Launching Buku Dari High Heels ke Sendal Jepit


Launching Buku Dari High Heels ke Sendal Jepit bersama Ibu Putri Suastini Koster


Sabtu, 1 Februari 2020 bertempat di Museum Becak (Losari Hotel) kemudian menjadi hari penting keempat setelah momen pernikahan, melahirkan dan wisuda.

Hari launching buku solo kedua yang juga dihadiri oleh Istri Gubernur Bali, Ibu Putu Putri Suastini Koster.

“Tolong cubit tangan saya,” pinta saya pada adik yang duduk bersisihan di depan jajaran kursi para tamu.

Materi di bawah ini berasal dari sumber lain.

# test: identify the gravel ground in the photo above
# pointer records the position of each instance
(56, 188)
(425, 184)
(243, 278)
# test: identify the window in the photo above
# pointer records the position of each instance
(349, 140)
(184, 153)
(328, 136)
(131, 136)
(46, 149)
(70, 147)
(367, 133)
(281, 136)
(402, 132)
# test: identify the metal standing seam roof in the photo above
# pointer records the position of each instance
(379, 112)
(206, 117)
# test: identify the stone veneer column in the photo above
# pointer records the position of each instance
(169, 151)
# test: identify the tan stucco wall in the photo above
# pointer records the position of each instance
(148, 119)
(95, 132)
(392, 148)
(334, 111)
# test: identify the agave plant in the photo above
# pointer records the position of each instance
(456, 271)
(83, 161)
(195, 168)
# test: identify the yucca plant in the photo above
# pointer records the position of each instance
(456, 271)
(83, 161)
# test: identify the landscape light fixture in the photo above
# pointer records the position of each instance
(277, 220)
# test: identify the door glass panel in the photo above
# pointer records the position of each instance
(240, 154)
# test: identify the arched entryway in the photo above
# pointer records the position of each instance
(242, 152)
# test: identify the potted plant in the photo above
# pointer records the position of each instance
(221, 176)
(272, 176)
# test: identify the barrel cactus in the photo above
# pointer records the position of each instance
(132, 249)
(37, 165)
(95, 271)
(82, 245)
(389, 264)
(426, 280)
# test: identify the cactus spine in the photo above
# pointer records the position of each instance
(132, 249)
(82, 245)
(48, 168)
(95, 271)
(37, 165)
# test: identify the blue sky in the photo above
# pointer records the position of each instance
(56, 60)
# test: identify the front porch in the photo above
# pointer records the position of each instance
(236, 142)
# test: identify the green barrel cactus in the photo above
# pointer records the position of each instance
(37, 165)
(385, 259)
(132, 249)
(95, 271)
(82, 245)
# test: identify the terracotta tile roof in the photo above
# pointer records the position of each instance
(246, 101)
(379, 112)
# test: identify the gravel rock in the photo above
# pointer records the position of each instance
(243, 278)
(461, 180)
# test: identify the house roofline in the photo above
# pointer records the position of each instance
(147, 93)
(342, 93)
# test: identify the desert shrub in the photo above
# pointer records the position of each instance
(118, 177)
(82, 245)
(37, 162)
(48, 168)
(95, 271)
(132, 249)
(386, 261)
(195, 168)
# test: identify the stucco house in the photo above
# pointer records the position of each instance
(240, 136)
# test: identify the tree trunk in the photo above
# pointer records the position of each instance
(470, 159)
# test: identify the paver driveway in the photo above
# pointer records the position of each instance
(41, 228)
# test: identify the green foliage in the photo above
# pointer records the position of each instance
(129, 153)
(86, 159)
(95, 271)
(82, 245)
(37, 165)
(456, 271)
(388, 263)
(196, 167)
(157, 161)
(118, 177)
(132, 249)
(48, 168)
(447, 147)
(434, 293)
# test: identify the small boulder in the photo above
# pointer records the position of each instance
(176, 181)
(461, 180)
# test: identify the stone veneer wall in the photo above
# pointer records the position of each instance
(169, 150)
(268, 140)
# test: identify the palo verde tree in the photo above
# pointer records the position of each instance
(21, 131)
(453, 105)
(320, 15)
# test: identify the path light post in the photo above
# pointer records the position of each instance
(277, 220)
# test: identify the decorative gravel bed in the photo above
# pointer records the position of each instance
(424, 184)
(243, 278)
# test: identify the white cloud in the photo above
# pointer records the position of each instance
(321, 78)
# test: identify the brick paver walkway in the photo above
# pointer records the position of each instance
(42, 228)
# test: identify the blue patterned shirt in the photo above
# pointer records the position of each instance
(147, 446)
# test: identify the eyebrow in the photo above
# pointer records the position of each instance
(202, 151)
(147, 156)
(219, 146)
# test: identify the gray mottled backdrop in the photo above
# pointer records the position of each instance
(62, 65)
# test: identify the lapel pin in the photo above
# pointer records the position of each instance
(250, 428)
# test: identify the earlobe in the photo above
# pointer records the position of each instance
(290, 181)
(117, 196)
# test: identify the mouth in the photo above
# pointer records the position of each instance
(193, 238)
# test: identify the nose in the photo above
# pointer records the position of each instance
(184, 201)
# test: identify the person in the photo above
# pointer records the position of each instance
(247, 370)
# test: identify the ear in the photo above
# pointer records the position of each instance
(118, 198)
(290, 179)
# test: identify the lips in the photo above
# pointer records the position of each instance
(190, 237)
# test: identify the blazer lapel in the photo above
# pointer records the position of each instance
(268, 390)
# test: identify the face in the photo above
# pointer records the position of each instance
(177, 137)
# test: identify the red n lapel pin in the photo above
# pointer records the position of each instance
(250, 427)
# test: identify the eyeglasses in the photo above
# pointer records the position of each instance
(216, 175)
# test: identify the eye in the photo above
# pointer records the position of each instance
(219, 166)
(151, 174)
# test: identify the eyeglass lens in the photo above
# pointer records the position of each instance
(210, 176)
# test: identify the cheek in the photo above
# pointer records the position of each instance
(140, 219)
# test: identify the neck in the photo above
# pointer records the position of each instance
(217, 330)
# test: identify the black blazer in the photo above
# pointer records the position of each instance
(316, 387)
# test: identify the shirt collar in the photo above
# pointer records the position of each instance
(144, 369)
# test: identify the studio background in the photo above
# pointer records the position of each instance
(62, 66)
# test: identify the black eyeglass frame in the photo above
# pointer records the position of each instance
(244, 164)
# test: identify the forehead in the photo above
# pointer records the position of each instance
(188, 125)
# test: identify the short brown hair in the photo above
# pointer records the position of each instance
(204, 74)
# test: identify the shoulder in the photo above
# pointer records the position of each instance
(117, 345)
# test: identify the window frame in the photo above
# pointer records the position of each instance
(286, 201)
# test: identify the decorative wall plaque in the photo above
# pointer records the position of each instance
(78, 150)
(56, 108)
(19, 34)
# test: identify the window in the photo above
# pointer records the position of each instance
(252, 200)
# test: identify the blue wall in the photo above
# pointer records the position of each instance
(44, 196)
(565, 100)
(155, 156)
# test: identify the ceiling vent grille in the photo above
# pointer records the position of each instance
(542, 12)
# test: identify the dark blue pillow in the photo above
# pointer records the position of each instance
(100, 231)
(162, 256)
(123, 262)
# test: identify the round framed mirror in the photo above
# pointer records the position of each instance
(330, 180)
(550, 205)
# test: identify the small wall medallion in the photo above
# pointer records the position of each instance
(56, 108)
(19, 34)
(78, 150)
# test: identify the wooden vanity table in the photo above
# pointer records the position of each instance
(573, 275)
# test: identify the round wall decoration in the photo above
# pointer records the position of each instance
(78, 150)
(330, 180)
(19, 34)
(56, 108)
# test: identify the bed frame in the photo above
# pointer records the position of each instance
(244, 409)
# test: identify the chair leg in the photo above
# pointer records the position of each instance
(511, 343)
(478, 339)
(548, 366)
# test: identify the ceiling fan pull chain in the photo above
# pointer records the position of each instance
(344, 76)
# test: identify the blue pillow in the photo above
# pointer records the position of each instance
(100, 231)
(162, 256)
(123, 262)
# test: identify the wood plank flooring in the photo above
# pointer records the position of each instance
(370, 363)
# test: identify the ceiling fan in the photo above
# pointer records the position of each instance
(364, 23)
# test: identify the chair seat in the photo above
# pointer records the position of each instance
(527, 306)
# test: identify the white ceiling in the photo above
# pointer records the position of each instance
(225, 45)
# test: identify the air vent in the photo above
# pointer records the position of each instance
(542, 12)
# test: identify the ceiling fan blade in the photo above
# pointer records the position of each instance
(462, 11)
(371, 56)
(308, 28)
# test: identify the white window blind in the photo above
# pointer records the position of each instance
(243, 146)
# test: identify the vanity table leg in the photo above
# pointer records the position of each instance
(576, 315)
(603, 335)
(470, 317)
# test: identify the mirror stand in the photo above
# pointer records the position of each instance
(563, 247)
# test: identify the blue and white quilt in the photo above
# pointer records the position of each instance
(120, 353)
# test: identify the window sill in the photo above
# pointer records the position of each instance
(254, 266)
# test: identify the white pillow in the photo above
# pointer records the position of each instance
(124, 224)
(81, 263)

“Saya nggak lagi mimpi kan, Dik?” tanya saya lagi.

Bagaimana tidak, hari itu saya akan bertemu langsung dengan Istri Gubernur di acara peluncuran buku saya.

Ah! Apalah saya yang hanya remah rengginang. Bukan maksud merendahkan diri sendiri, tapi hanya teringat apa yang sudah diri ini lakukan sampai seorang istri kepala daerah bersedia hadir.

Bagi yang sudah mengenal sosok beliau pasti tahu kalau beliau adalah seorang pegiat literasi yang ulet. Banyak kegiatan untuk memajukan literasi yang sudah beliau lakukan di Bali. Ibu Koster amat menyukai puisi, karena dibesarkan di lingkungan yang menggeluti seni teater.

Dukungan beliau terhadap pegiat literasi di Bali patut diacungi jempol. Kehadiran beliau dan beberapa sahabat literasi lainnya seperti Ibu Dina selaku ketua Forum Lingkar Pena (FLP) Wilayah Bali, teman-teman dai berbagai komunitas juga dari Lit Writing Club dan rekan-rekan media, semakin mematik semangat saya untuk terus menulis sampai kapan pun dengan media apa pun.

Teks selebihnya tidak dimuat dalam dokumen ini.